The cool thing about Boombox 2 is not that it is powerful and plays loud; it is, and it does. But it is that it sounds good!
When I put on the Dance of the Clairvoyants by Pearl Jam, with both rock and disco elements, I sit and grin at the rich bass and the engaging and powerful sound. But also because it sounds like it should. Eddie Vedder’s voice stands out without drowning out the bass effects, and the sound is well balanced in the treble range. Where many party speakers play so aggressively or woolly that one almost refuses to turn up the volume anything special, JBL invites Boombox 2 to go on. And it also does not disappoint at high volume.
This means that I actually do not mind listening to more delicate pieces of music, such as the piano version of Lady Gaga’s Joanne (Where Do You Think You’re Goin ‘?). The piano sounds like a piano and not a cheap electric keyboard. Lady Gaga’s voice is full and at the same time open enough to bring out the emotions. And with a larger soundtrack from the piano than many small speakers that are made to play well. In that sense, it is a very good compromise.
Slightly slow bass
In fact, the biggest, and only noticeable weakness of the speakers is that the bass hangs in the back when you go on with your favorite party music. Yes, the bass is big and full, and Boombox 2 can play loud, as I said. But when you do, the big drum does not sound like it does with larger speakers.
Also, if you pull very high, the bass will be slimmer. This is because the DSP in the amplifier must necessarily hold back the speaker elements when trying to get them to play beyond what they are made for. They can not be pushed further than their stroke length, and since it is the bass tones that cause the largest oscillations, these must be retained. This is also how JBL makes the speaker play so loud.
As a matter of fact, you ask me, it makes it a little unnecessary to deplete the extra 10 watts from the amplifier when connected to power, as opposed to when powered by a battery. The last gear you do not want to use anyway, it sounds too flat and stressed.
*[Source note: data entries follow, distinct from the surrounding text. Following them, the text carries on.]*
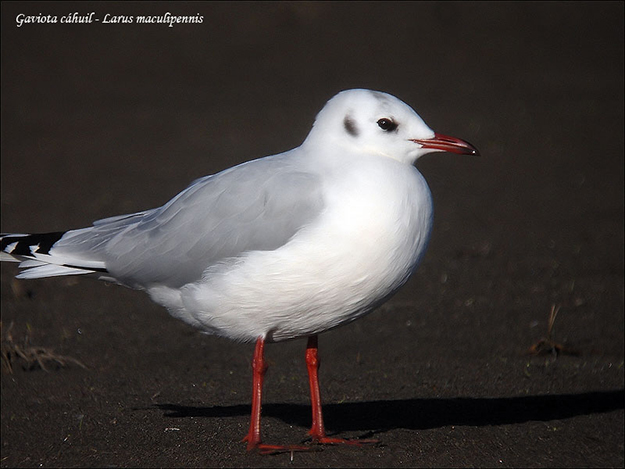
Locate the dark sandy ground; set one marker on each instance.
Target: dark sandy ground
(99, 120)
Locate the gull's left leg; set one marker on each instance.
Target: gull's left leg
(317, 431)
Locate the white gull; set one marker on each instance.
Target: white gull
(278, 248)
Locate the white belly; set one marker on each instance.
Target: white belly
(360, 250)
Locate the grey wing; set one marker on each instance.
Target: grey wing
(258, 205)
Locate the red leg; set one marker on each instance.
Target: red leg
(317, 431)
(259, 367)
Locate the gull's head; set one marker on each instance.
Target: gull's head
(378, 123)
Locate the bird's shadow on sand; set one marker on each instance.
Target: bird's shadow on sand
(421, 414)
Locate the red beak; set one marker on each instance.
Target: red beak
(451, 144)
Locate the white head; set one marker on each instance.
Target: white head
(378, 123)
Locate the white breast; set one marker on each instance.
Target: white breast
(361, 249)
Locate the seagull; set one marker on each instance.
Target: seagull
(282, 247)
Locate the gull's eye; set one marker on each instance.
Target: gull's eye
(388, 125)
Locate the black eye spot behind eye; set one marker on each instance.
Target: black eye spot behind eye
(350, 126)
(388, 125)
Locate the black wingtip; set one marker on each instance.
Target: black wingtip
(24, 243)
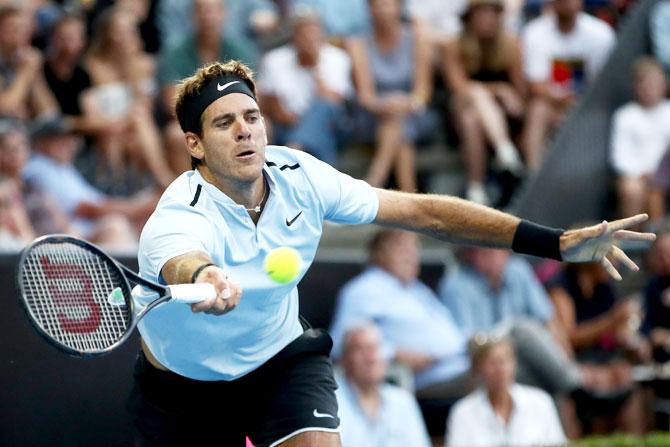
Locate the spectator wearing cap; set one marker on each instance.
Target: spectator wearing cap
(341, 19)
(374, 413)
(23, 91)
(564, 50)
(303, 86)
(44, 214)
(108, 221)
(392, 74)
(123, 91)
(501, 412)
(483, 68)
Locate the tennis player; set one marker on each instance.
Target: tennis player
(242, 363)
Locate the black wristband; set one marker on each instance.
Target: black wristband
(537, 240)
(199, 270)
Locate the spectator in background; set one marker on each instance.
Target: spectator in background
(564, 50)
(341, 19)
(483, 69)
(303, 85)
(180, 59)
(15, 229)
(417, 331)
(640, 136)
(124, 88)
(108, 221)
(602, 332)
(44, 214)
(373, 413)
(248, 22)
(392, 73)
(656, 323)
(23, 91)
(501, 412)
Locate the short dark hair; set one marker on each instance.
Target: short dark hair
(190, 87)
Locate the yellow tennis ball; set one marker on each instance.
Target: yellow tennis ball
(283, 264)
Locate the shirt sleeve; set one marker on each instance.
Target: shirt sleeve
(171, 231)
(343, 199)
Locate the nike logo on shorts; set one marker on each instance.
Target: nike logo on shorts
(322, 415)
(290, 222)
(221, 88)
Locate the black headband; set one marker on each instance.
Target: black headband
(191, 109)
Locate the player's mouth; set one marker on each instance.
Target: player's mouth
(245, 155)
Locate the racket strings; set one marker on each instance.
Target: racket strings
(66, 289)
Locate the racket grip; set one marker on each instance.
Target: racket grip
(192, 293)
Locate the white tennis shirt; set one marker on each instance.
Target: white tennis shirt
(195, 215)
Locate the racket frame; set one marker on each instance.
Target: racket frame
(126, 275)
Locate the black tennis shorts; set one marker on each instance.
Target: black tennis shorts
(292, 392)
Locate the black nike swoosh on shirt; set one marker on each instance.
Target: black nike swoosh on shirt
(290, 222)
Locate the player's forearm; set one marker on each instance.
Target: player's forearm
(448, 218)
(180, 269)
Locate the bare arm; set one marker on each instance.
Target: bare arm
(447, 218)
(456, 220)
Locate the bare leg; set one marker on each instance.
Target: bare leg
(313, 439)
(150, 148)
(490, 114)
(541, 115)
(405, 168)
(389, 137)
(473, 149)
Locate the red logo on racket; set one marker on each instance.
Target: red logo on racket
(74, 298)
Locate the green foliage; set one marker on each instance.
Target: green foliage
(656, 439)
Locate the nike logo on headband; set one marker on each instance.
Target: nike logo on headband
(221, 88)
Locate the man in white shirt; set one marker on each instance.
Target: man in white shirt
(640, 135)
(216, 371)
(563, 51)
(304, 84)
(502, 412)
(374, 413)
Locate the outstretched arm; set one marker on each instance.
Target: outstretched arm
(456, 220)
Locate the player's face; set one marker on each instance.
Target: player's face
(233, 139)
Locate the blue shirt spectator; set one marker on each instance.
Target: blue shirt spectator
(478, 305)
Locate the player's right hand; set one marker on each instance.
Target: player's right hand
(228, 293)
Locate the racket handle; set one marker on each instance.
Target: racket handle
(192, 293)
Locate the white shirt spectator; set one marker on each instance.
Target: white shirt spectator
(533, 422)
(295, 86)
(398, 424)
(566, 59)
(640, 137)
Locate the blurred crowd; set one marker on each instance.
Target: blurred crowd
(88, 137)
(88, 140)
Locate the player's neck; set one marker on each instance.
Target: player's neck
(249, 195)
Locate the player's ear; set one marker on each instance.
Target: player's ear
(194, 145)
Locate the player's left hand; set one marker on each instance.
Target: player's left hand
(599, 243)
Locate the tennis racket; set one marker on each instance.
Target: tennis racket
(80, 299)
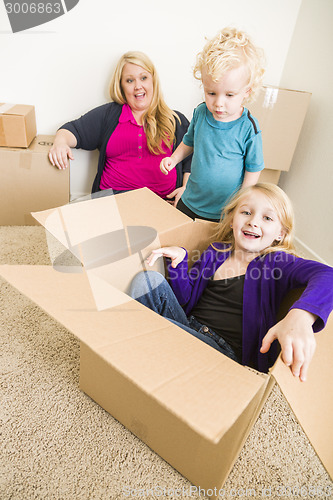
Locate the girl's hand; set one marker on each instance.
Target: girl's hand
(297, 340)
(176, 194)
(59, 154)
(167, 164)
(176, 254)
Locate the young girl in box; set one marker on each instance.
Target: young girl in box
(231, 296)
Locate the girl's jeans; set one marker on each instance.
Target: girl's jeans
(152, 290)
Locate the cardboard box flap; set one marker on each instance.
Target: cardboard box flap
(280, 113)
(140, 348)
(85, 220)
(312, 401)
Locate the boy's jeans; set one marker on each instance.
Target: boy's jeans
(152, 290)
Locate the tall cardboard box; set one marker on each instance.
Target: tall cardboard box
(28, 182)
(17, 125)
(281, 113)
(188, 402)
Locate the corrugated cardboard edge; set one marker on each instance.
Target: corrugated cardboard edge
(312, 401)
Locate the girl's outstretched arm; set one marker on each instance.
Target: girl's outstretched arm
(295, 335)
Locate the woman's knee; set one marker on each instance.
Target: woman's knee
(145, 282)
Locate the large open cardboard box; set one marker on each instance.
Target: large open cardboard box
(281, 113)
(29, 183)
(189, 403)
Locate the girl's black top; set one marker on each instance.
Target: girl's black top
(221, 309)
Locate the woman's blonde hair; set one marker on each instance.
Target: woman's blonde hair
(282, 206)
(229, 49)
(159, 120)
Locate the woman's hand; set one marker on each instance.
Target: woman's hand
(297, 340)
(61, 149)
(167, 164)
(176, 254)
(176, 194)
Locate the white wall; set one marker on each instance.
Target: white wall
(309, 183)
(64, 66)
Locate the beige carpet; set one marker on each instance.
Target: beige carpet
(58, 444)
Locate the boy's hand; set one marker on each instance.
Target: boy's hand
(176, 254)
(175, 195)
(297, 340)
(59, 154)
(167, 164)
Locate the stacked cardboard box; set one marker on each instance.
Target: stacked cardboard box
(28, 182)
(17, 125)
(188, 402)
(281, 113)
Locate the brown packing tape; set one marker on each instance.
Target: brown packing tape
(25, 160)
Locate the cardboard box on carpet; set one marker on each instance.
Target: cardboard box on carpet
(30, 183)
(17, 125)
(189, 403)
(281, 113)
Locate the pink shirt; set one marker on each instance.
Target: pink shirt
(129, 164)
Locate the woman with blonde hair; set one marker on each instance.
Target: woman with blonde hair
(231, 296)
(133, 133)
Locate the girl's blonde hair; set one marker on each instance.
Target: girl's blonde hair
(282, 206)
(229, 49)
(159, 121)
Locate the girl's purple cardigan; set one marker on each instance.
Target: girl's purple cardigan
(267, 280)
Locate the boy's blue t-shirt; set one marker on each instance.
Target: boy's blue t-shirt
(223, 151)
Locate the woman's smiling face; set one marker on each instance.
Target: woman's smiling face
(256, 224)
(137, 85)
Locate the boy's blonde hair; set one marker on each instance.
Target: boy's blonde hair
(229, 49)
(282, 206)
(159, 121)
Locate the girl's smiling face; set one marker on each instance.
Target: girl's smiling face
(256, 224)
(138, 87)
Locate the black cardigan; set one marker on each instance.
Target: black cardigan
(94, 129)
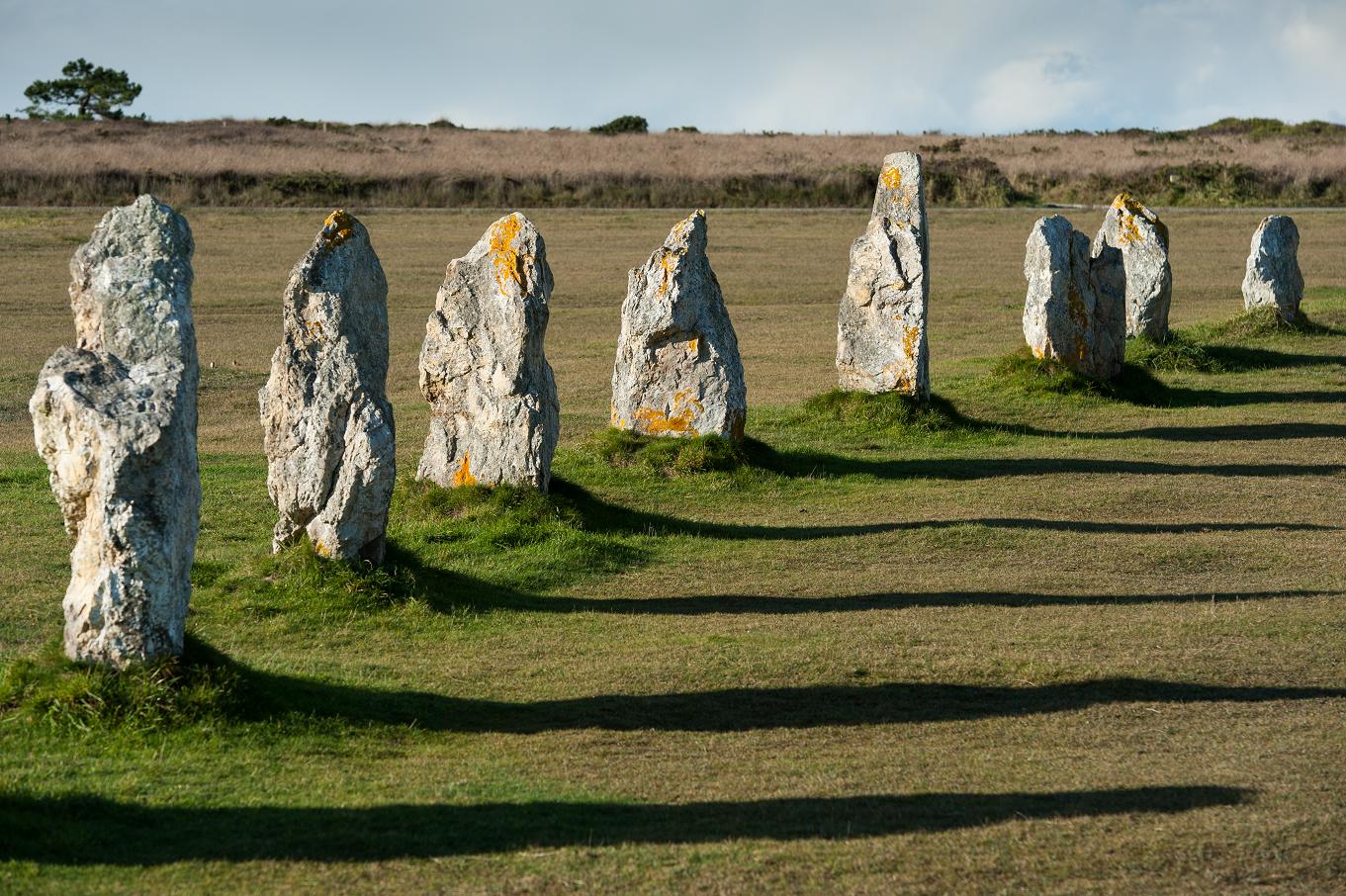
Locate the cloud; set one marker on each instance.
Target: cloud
(1039, 92)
But, it can have something to do with it anyway, and that is if a low-pitched song suddenly sneaks into the playlist. Which requires you to turn up higher than normal. You can do that now.
Boombox 2: Conclusion
It is waterproof, it is even more powerful than last time, and it is very easy to use. And best of all, it sounds cleaner and better than most party speakers of the same caliber. The JBL Boombox 2 costs a bit, but it’s worth it.
Here you can invite to a garden party without the music drowning in all the small talk. Because you can do well with this. The bass is full-bodied without taking complete control, and is nicely balanced into the soundscape. Although it can behave a little backwards at times.
Best of all, though, is that the JBL Boombox 2 plays nicely and nicely when it should, without “hammock sound” with a thin midrange and excessive bass and treble. JBL has been able to balance the sound and not be tempted to any nonsense. Very good.
My God, that I look forward to partying with people again!